How adopting children changed the lives of two Texas women

Roz Brown | Public News Service
As of August 2021, there were more than 28,000 children in foster care in Texas and almost 6,000 children waiting for adoptive families. Photo Credit: Alexis Scholtz / / Adobe Stock

When a Texas woman began her six-year journey to adopt, she hoped to affect one child’s life.

Felicia Lewis, an adoptive parent, is now making a difference in the lives of three young sisters. After considering adoption for years, Lewis and her partner Ruth were introduced to the three girls, all recently displaced from their birth parents.

She encouraged those considering adoption to “get involved to change a life and see how it impacts yours.”

“These are children, and it’s really important because you’re going to be shaping their future, shaping their minds, shaping how they view the world,” Lewis pointed out. “It is critical that people are just invested in it.”

November is National Adoption Month. Lewis works for Bank of America, ranked among the “Top 100 Best Adoption Friendly Workplaces” by the Dave Thomas Foundation for Adoption. The connection helped pay the adoption legal fees through Bank of America’s Family Planning Reimbursement program.

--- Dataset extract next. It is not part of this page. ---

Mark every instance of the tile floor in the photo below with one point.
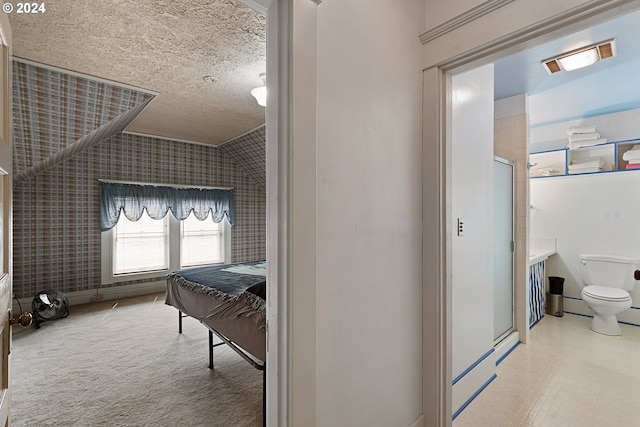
(566, 376)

Over several years, Lewis and her partner built a deep connection to the children and finally saw their petition to foster with the intention to adopt granted in 2020. The process was finalized in August. Lewis noted she received an outpouring of support and encouragement from work colleagues to adopt her three daughters, now ages 6, 8 and 9.

“We walked into this thinking that we were helping them,” Lewis recounted. “We’re going to give them a better life, a better future, a better home, etc. And we certainly did all that, but they gave us such a better perspective on being better human beings.”

Lewis added those considering adoption should not take it lightly, because it is an intense process.

“Agencies, the government, etc., they want to make sure the children are going to a safe home; that they’re going to a place they can be cared for,” Lewis emphasized. “There’s a process, so just be patient, and know that it may not happen overnight, and you might have to try, try and try again. But in the end, it is so well worth it.”

The average paid leave given to adoptive parents is 9 weeks – up from 8.4 weeks last year.